Lew and Mirza began to get involved in each other's work over the years, their heated discussions and disparity in writing styles gradually bringing them closer.[4] Lew chose Mirza as the person who has had the biggest impact on his career, mainly because the different perspectives they share as Asian-Americans playwrights and the way they discuss various topics have influenced his writing profoundly. He soon became the co-director of the Ma-Yi Writers' Lab in 2010, and married Mirza a year later at the Museum of Contemporary Art San Diego.

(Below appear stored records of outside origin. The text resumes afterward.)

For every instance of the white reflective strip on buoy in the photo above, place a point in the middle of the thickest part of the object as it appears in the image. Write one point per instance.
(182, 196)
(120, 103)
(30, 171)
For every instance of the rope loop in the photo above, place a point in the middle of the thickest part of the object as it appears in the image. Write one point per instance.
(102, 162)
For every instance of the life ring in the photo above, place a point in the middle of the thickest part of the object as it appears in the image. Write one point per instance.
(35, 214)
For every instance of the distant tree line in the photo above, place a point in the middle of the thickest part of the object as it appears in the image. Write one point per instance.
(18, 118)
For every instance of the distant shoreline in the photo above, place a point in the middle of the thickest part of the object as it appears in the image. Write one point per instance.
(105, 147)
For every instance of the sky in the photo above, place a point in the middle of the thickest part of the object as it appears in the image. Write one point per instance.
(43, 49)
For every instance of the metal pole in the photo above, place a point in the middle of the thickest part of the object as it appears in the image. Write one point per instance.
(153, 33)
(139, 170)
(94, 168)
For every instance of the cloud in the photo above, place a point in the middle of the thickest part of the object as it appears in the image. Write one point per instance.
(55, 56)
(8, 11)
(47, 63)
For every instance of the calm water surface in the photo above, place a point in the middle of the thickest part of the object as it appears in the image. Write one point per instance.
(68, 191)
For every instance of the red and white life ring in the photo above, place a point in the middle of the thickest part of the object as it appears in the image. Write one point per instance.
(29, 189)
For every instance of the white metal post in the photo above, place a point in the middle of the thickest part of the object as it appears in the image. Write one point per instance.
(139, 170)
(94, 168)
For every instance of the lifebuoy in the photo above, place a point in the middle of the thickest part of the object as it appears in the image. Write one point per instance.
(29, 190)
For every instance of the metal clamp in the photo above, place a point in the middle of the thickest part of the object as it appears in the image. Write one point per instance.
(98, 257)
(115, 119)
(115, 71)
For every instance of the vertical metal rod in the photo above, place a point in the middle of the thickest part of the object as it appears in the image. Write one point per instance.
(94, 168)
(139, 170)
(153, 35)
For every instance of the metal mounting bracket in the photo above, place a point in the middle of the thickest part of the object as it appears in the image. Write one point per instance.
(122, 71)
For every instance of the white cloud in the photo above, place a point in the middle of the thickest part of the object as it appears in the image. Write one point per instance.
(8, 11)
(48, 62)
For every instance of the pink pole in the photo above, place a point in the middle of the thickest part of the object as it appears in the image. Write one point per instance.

Teenage Dick was a production commissioned and developed by Apothetae theatre company, a company that serves to present and explore plays that illustrate the "Disabled experience".[5] It was a work that had been long discussed between Lew and Gregg Mozgala, one of Lew's favourite actors and the founder of the Apothetae. The play which is a contemporary take on Shakespeare's Richard III, was first presented as a workshop production in 2016, and premiered at the Public Theater in June, 2018. Teenage Dick depicts the obstacles and decisions that the main character Richard, a 17-year-old boy with cerebral palsy, faces as he attempts to rise against those who picked on him by becoming the senior class president.[2] As for his intentions in creating the play, Lew answered he hoped to "re-examine tired tropes about the disabled, create stories for people we're not otherwise seeing, hire more disabled artists, and carry out a ground-up reconsideration of how theatres embrace the mantle of inclusion".[6]
Inspired by Amy Chua's book Battle Hymn of the Tiger Mother, Tiger Style! is about two Chinese-American siblings raised under the overachieving and Ivy League-seeking, tiger-style parenting. The duo soon discovers that academic achievements and hard work do not always equal personal or professional success, and decide to go on an "Asian Freedom Tour" on a mission to become more in touch with their Asian roots. As a third-generation Chinese-American immigrant from San Diego who was brought up under such tiger parenting, Lew personally felt that the book triggered some distressed responses among parents by misrepresenting this style of parenting, and "wanted to reexamine what the Asian-American spin is on what we both consider to be American values and also just cultural values" as well wanting to provide a "counter-narrative to we’re just a bunch of robots that don’t care about ourselves".[7] He also claimed that the play isn't all about tiger parenting in Asian families but the immigrant experience in general, something that immigrants of various cultures and generations can relate to.
Lew's other works include full-length plays such as Bike America (2013), Bhangin' It (2017), microcrisis (2010), Stockton (2009), People's Park (2008),[8] and several short plays including Moustache Guys (2008), which was acclaimed by Neil Genzlinger in The New York Times as being "hilarious, so much so that you might be tempted to come see the show again".[9]
He took part in several TV shows and Films as: a script consultant on DreamWorks Animation Untitled Bollywood Project (2018), a staff writer on YouTube's Sherwood (2019) and Blue Man Group (2012 - 2013), a contributor in Bon Appetit (2014) and Peg + Cat (2012).